I'm trying to call gemm as per:

cblas_dgemv(CblasRowMajor, CblasNoTrans, x.rows(), x.columns(), 1, &x(0,0), x.rows(), g.data(), 1, 0, dotProdxg.data(), 1);

but I'm getting a runtime error message:

MKL ERROR: Parameter 7 was incorrect on entry to cblas_dgemv

Assuming that 7 is the correct number and that this is numbering from 1 this would indicate that something is wrong with the number returned by x.rows(). Which would be a bit odd as this is also being used for parameter 3 with no complaints.

Regards

David

timintel · ‎02-04-2011

You can't call dgemm via dgemv. Your call doesn't match the prototype for dgemv. Don't you get a compile error (assuming you have the header in scope)?
I don't understand why you have (partly) switched the topic to dgemv.

dehvidc1 · ‎02-06-2011

Typo in the previous post where I should have written dgemv rather than dgemm.

I'm calling gemv:

cblas_dgemv(CblasRowMajor, CblasNoTrans, x.rows(), x.columns(), 1, &x(0,0), x.rows(), g.data(), 1, 0, dotProdxg.data(), 1);

as per:

void cblas_dgemv(const enum CBLAS_ORDER order, const enum CBLAS_TRANSPOSE TransA, const int M, const int N, const double alpha, const double *A, const int lda, const double *X, const int incX, const double beta, double *Y, const int incY);


I tried this (dgemv) as one of the other Intel engineers suggested trying dgemm. Presumably dgemm exercises some different code on the Intel side to teh vec vec dot product call for which I reported the original VTune event results. 
I don't have any matxmat dotproduct calls in the code but I do have a mat-vec call. Presumably the dgemv call also exercises different code to teh original vecxvec call.

regards

David

timintel · ‎02-06-2011

dgemv ought in principle to be appropriate for a matrix vector product, but you could use the header as well as the documentation in an effort to get your syntax straight and let the compiler begin to catch your errors.

dehvidc1 · ‎02-06-2011

???? What? I don't understand your comment, Tim. Of course I'm including the mkl_cblas.h header file.

Just to recap. I'm getting a runtime error that says one of the parameters to the MKL call is wrong. I'm not seeing any compile time errors. The parameter reported in the MKL error is used as a parameter twice in the call. The prototype type for both these parameters is MKL_INT. The MKL runtime error reporting is saying the parameter is wrong once.

The include file has the prototype as:

void cblas_dgemv(const CBLAS_ORDER order,
const CBLAS_TRANSPOSE TransA, const MKL_INT M, const MKL_INT N,
const double alpha, const double *A, const MKL_INT lda,
const double *X, const MKL_INT incX, const double beta,
double *Y, const MKL_INT incY);

I guess I could explicitly cast all the parameters I'm using but given the compiler isn't complaining I haven't.
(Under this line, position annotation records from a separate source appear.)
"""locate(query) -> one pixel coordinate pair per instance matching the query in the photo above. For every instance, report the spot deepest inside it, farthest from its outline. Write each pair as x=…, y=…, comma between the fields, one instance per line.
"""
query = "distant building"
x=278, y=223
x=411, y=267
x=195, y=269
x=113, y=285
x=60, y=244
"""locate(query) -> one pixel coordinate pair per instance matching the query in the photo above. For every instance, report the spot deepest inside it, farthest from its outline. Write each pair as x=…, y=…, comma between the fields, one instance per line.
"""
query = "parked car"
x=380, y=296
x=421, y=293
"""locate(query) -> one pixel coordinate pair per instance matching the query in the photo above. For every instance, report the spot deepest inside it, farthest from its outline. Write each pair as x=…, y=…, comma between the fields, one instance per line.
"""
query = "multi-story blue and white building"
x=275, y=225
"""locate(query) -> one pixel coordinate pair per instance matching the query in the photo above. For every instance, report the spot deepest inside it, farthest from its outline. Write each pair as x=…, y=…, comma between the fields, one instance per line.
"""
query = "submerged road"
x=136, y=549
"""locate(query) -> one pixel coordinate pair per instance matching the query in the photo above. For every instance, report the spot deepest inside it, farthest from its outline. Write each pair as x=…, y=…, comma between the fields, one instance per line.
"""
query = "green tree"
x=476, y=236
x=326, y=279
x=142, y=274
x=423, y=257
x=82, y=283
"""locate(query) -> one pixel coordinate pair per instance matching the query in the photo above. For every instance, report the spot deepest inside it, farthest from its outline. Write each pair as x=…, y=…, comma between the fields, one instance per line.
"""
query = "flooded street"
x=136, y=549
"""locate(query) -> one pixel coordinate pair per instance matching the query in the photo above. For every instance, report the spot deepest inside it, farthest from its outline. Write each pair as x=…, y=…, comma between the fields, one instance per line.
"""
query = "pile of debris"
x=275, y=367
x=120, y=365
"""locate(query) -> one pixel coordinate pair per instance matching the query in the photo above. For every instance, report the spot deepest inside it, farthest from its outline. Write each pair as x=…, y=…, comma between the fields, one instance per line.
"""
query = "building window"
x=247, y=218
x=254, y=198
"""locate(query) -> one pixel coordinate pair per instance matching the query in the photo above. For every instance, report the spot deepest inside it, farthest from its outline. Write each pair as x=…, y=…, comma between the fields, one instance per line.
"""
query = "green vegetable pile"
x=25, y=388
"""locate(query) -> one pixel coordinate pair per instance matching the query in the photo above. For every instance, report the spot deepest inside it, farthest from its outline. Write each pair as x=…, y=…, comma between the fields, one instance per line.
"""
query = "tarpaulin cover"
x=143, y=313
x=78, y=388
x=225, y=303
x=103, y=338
Last week I wondered if it might be an 32/64bit int size issue as per (from the mkl types header):

#ifdef MKL_ILP64
#define MKL_INT MKL_INT64
#define MKL_LONG MKL_INT64
#else
#define MKL_INT int
#define MKL_LONG long int
#endif

but I don't have MKL_ILP64 defined. And I tried linking with lp64 and ilp64 with no difference

David

Konstantin_A_Intel · ‎02-11-2011

Hi David,

Could you please report the values of passed parameters (which were reported as incorrect by LAPACK)?

And please do not try to use ilp64 without clear need of it :)

Regards,

Konstantin